Monica Lewinsky Wants to Know Who Gets to Be a Victim

Politics

Monica Lewinsky is unpacking her past on her own terms, this time in a piece for Vanity Fair that doubles as a promotion for an upcoming A&E docuseries called The Clinton Affair.

She opens the piece as she cleans out a closet full of artifacts from the 1998 investigation into her affair with then-President Clinton, where she stumbles across a Los Angeles Times headline: “The Full Monica: Victim or Vixen?” In the essay, Lewinsky considers this victim and vixen dichotomy, likening it to the Madonna and the whore, and the debate over where she fell:

The debate over who gets to live in Victimville fascinates me, as a public person who has watched strangers discuss my own “victim” status at length on social media. The person at the epicenter of the experience doesn’t necessarily get to decide. No—society, like a Greek chorus, also has a say in this classification. (Whether we should or shouldn’t is a debate for another time.) And society will no doubt weigh in again on my classification—Victim or Vixen?—when people see a new docuseries I chose to participate in. (It’s titled The Clinton Affair. Bye-bye, Lewinsky scandal . . . I think 20 years is enough time to carry that mantle.)

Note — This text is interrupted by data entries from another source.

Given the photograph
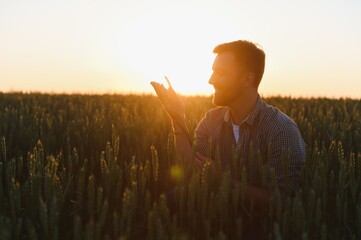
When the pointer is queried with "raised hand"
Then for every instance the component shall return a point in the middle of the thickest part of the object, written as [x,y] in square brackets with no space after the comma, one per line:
[172,104]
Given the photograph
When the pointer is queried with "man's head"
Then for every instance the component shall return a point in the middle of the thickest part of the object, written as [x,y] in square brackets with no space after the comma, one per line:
[237,69]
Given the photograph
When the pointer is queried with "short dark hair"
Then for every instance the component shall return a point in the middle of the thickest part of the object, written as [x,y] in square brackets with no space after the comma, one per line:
[248,54]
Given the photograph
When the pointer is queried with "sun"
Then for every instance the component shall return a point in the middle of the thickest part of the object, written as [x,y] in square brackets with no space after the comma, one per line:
[177,43]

Lewinksy goes on to reveal that some aspects of her participation in The Clinton Affair made her deeply depressed. She spent hours in storage units, sorting through boxes of depositions and other legal documents. Her therapist suggested that she wasn’t so much depressed as she was grieving:

The process of this docuseries led me to new rooms of shame that I still needed to explore, and delivered me to Grief’s doorstep. Grief for the pain I caused others. Grief for the broken young woman I had been before and during my time in D.C., and the shame I still felt around that. Grief for having been betrayed first by someone I thought was my friend, and then by a man I thought had cared for me. Grief for the years and years lost, being seen only as “That Woman”—saddled, as a young woman, with the false narrative that my mouth was merely a receptacle for a powerful man’s desire. (You can imagine how those constructs impacted my personal and professional life.) Grief for a relationship that had no normal closure, and instead was slowly dismantled by two decades of Bill Clinton’s behavior that eventually (eventually!) helped me understand how, at 22, I took the small, narrow sliver of the man I knew and mistook it for the whole.

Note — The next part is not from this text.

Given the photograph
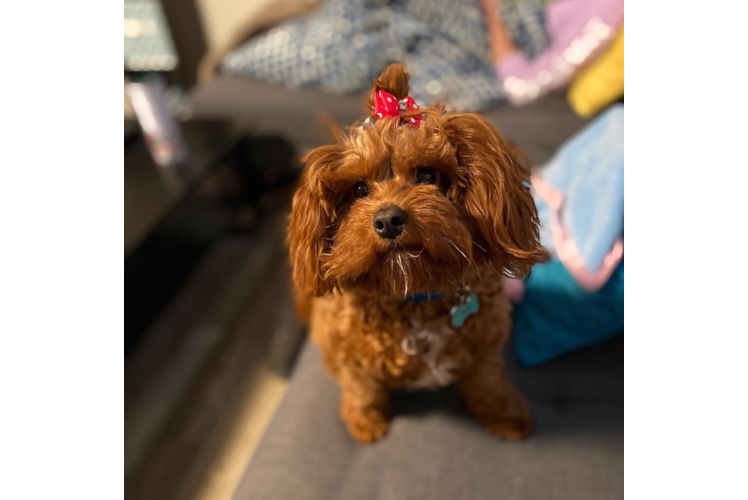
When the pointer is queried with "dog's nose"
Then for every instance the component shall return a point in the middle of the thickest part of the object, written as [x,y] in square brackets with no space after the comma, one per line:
[389,222]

Then Lewinsky shifts to an examination of power and what it can look like—and what it can command from others without even saying a word (bolding mine):

Even as I began my own self-reckoning, in 2018, another shift occurred. After occupying distant orbits for two decades, we finally reached the perigee. For the first time in more than 15 years, Bill Clinton was being asked directly about what transpired. If you want to know what power looks like, watch a man safely, even smugly, do interviews for decades, without ever worrying whether he will be asked the questions he doesn’t want to answer. But in June of this year, during an interview on NBC, Craig Melvin asked Bill Clinton those questions. Was I owed a direct apology from him? Bill’s indignant answer: “No.”

This certainly presents some additional perspective after Lewinsky made headlines in September for walking out of an interview when asked about the Clinton affair for what was likely the billionth time. How long has this been a topic to tiptoe around in interviews with Clinton—whose reputation largely bounced back in the years after his presidency—while it was fair game for Lewinsky, who was still the butt of jokes for nearly 20 years?

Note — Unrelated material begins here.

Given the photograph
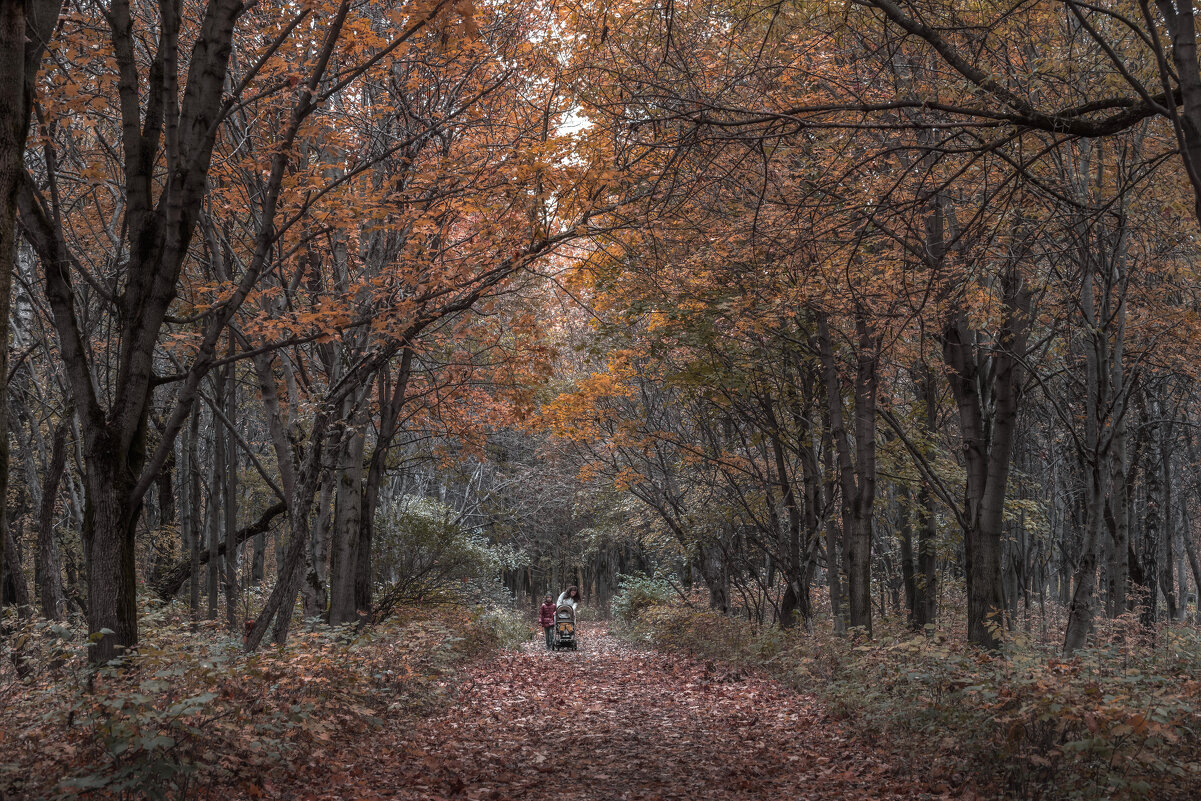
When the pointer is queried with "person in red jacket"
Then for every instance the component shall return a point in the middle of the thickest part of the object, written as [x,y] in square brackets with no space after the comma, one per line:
[547,619]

Lewinksy admits that her decision to participate in a documentary may seem puzzling to some, especially after her words, image, and story have been manipulated for two decades straight. But the number of women participating in the project—and the observation pointed out by its director, Blair Foster, that most of the books about the Clinton impeachment were written by men—allowed Lewinksy space to have more trust in the process.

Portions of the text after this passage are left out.